With respect to the jurisdiction of the court, Mr. Cutting's point was this, viz:
Although courts of admiralty in the United States have no power to foreclose a mortgage of a vessel by a sale, or to transfer the possession to the mortgagee, (17 Howard, 399, Bogart v. The Steamboat John Jay,) they may entertain an application by the mortgagee, after a sale, to be paid out of the proceeds of the sale in the registry of the court. (Propeller Monticello, 17 Howard, 152; Admiralty rule, 43.)
Mr. Benedict's point was this:
This is really a suit to foreclose a mortgage, even if it were an original suit against the ship. As a suit against the proceeds, it is in substance a suit in equity, for relief against a regular degree in admiralty. In either case, the District Court had no jurisdiction. (Case of the John Jay, 17 Howard, 399.)
Mr. Justice NELSON delivered the opinion of the court.
This is an appeal from a decree of the Circuit Court of the United States for the southern district of New York, sitting in admiralty.
Between sixty and seventy libels had been filed in the District Court by material men—men who had furnished supplies; also, by shippers of goods and passengers—against the ship Angelique, of which S. W. Jones was master. These several proceedings were commenced in July and August, 1853, and interlocutory decrees, condemning the vessel, were entered in all of them, and final decrees in some six or seven. One of the parties obtaining a final decree issued execution, and the vessel was sold, and the proceeds brought into court. The vessel sold for $6,900.
In this stage of these proceedings, the present appellants filed their libel against the proceeds of the ship in court, setting, forth, that, being the owners of the vessel, they sold and delivered her to one A. Pellitier, for the sum of $15,000, on the 7th May, 1853; that of this sum a promissory note of the vendee was given for $5,000, payable in six months, which was secured by a mortgage upon a moiety of the vessel to the vendors, which was duly recorded, in pursuance of the act of Congress, on the 9th May, 1953, in the office of the collector of customs of the port of New York, where the vessel was then registered, and a copy of the mortgage was also filed in the office of the register of deeds of the city and county of New York.
The libel prayed process against a moiety of the proceeds of the vessel in court, claiming the same under, and by virtue of, the mortgage.
Several of the libellants, who had obtained either final or interlocutory decrees, above referred to, appeared, and put in answers to this libel of the mortgagees, setting up their proceedings, and the decrees condemning the vessel to pay their respective claims to the proceeds, in defence.
The case went to a hearing, when the District Court decreed to dismiss the libel. On an appeal, the Circuit Court affirmed the decree.
The libel filed in this case is a libel simply to foreclose a mortgage, or to enforce the payment of a mortgage, and the proceeding cannot therefore be upheld within the case of the John Jay, heretofore decided by this court. (17 How., 399.)
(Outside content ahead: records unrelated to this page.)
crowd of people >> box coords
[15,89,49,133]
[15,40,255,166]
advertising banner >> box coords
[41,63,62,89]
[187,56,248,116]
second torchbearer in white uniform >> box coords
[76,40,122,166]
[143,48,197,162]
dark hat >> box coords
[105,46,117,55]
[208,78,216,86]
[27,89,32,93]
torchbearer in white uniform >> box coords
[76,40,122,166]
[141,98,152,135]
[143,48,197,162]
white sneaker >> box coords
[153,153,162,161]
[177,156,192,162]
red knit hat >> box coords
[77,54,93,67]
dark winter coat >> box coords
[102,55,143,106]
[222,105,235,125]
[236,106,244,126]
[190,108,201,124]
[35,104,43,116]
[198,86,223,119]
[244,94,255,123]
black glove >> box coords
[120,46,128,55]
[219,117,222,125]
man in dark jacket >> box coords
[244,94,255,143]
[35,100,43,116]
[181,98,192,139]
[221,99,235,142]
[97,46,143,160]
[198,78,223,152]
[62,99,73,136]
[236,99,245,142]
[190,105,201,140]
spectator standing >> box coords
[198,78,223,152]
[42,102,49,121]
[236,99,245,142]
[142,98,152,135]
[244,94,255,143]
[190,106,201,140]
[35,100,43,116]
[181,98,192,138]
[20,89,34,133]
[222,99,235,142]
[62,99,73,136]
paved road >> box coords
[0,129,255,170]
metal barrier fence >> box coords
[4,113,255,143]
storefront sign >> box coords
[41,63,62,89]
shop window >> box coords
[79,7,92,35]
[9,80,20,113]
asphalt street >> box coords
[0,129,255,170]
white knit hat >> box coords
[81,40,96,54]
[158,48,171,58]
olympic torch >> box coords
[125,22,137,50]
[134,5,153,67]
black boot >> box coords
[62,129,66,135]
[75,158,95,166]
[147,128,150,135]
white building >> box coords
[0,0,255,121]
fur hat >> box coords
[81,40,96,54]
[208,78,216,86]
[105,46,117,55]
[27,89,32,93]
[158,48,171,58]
The proper course for the mortgagees was to have appeared as claimants to the libels filed against the vessel, in which the questions presented in the case might have been raised and considered; or, on the sale of the vessel, and the proceeds brought into the registry, they might have applied by petition, claiming an interest in the fund; and if no better right to it were shown than that under the mortgage, it would have been competent for the court to have appropriated it to the satisfaction of the claim. As the fund is in the custody of the admiralty, the application must necessarily be made to that court by any person setting up an interest in it. This application by petition is frequently entertained for proceeds in the registry, in cases where a suit in the admiralty would be wholly inadmissible. The decree of the court below is therefore right, and should be affirmed.